Preoperative skin boosters offer multiple benefits by enhancing skin hydration, elasticity, and resilience, ultimately improving surgical outcomes. Increased tissue pliability allows for better adaptability during surgical manipulations, facilitating more precise repositioning and reducing mechanical stress on the skin. In addition, well-hydrated skin is less prone to postoperative swelling and bruising, as improved microcirculation and strengthened dermal structure help minimize trauma and accelerate recovery. The refined hydration and collagen stimulation also contribute to smoother, more natural-looking results, ensuring a harmonious transition between treated and untreated areas. Furthermore, by reinforcing the skin barrier and modulating inflammatory responses, skin boosters reduce the risk of post-surgical dryness, irritation, and scarring, ultimately optimizing wound healing and minimizing postoperative complications [2].

Figure 3: Preconditioning with skin boosters for rejuvenation surgery. Mechanism of action and preconditioning benefits are described for each type of skin boosters.

Clinical Applications: Skin Boosters in Rejuvenation Surgery

Skin boosters have demonstrated efficacy when used as adjuncts to various rejuvenation surgeries, including face/neck lifts and blepharoplasties.
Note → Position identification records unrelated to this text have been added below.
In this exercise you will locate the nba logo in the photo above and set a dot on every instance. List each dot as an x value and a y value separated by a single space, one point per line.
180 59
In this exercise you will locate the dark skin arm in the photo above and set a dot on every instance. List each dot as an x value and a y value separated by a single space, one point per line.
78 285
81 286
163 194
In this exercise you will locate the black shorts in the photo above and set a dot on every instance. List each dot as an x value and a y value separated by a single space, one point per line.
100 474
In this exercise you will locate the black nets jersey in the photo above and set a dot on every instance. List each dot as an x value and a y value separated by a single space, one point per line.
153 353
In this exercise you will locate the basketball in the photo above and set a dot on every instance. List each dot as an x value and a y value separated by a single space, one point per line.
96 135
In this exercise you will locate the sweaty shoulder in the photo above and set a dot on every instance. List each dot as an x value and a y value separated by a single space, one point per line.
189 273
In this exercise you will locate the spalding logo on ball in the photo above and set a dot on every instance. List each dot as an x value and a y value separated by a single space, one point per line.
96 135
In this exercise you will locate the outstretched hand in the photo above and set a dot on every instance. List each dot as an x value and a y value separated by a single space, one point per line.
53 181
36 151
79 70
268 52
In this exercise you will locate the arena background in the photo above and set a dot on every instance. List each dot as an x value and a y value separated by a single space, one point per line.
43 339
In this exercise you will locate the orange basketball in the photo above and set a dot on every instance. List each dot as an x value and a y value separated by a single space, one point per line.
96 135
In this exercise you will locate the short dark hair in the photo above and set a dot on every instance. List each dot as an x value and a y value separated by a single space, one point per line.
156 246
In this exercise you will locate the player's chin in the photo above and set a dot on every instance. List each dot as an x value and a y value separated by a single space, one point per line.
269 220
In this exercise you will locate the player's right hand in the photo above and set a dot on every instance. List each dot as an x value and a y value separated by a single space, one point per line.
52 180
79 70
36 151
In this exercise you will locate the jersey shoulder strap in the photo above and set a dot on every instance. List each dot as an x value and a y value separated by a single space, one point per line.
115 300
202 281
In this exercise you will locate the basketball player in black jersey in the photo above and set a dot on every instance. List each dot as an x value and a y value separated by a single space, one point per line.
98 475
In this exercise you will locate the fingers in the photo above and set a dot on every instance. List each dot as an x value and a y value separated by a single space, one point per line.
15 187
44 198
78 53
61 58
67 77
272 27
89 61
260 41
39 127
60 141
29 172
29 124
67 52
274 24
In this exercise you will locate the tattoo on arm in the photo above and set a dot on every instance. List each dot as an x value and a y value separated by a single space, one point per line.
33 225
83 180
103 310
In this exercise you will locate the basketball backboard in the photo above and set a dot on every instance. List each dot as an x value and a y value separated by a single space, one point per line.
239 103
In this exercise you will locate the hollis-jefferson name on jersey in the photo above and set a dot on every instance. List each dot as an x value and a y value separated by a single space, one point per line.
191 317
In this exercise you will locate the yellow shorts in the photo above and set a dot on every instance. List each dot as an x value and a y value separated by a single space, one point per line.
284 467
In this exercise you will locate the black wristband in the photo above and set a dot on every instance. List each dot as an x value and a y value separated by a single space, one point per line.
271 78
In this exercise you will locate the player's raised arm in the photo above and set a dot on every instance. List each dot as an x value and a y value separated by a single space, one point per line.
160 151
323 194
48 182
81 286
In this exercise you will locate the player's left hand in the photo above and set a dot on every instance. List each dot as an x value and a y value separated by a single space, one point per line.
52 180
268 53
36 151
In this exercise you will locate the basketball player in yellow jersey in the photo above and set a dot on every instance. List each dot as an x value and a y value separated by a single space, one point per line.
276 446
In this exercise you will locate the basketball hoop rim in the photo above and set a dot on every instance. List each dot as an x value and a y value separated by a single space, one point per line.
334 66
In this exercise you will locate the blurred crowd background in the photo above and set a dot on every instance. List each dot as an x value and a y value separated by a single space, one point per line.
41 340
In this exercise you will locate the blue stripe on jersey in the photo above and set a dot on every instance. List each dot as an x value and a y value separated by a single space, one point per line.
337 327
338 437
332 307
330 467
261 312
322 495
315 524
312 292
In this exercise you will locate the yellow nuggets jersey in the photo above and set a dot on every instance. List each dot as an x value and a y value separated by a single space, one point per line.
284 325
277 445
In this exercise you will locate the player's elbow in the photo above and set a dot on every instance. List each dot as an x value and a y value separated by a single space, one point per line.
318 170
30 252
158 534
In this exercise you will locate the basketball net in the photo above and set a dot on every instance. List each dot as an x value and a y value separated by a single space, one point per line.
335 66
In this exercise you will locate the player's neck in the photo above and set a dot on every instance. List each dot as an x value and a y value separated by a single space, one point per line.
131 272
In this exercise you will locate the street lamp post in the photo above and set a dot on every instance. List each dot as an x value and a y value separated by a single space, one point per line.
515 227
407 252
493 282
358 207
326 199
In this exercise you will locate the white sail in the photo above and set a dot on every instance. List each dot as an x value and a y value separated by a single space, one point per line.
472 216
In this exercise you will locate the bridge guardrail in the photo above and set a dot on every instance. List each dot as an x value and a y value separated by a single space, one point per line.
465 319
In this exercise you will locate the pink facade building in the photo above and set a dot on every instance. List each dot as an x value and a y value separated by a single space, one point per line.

These procedures target different aspects of facial aging, and skin boosters offer complementary benefits. Traditional surgical procedures are inherently mechanical, targeting mainly visible outcomes. They often fail to address the underlying molecular and cellular changes driving the aging process, such as oxidative stress, telomere shortening, and chronic inflammation. The integration of regenerative medicine and molecular biology into aesthetic practice has driven the development of non-surgical therapies aimed at addressing the biological basis of aging [11]. A series of clinical studies have demonstrated changes in the Extracellular Matrix (ECM) as early as 2 to 3 weeks after application of skin boosters. Moreover, sonographic imaging revealed that the injected material was no longer detectable at approximately 3 weeks post-injection, indicating its integration or biodegradation within the tissue [12,13]. Clinical studies related to resurfacing procedures show accelerated healing and improved symptomatic relief compared with standard of care by preconditioning the skin 2 weeks prior to the procedure. While a single session is recommended 2 weeks prior to surgery, initiating treatment 6 to 8 weeks in advance with 2 to 3 additional sessions is advisable for optimal outcomes, allowing for cumulative improvements in hydration, texture, and structural integrity of skin. This strategic approach contributes to more refined aesthetic surgical outcomes.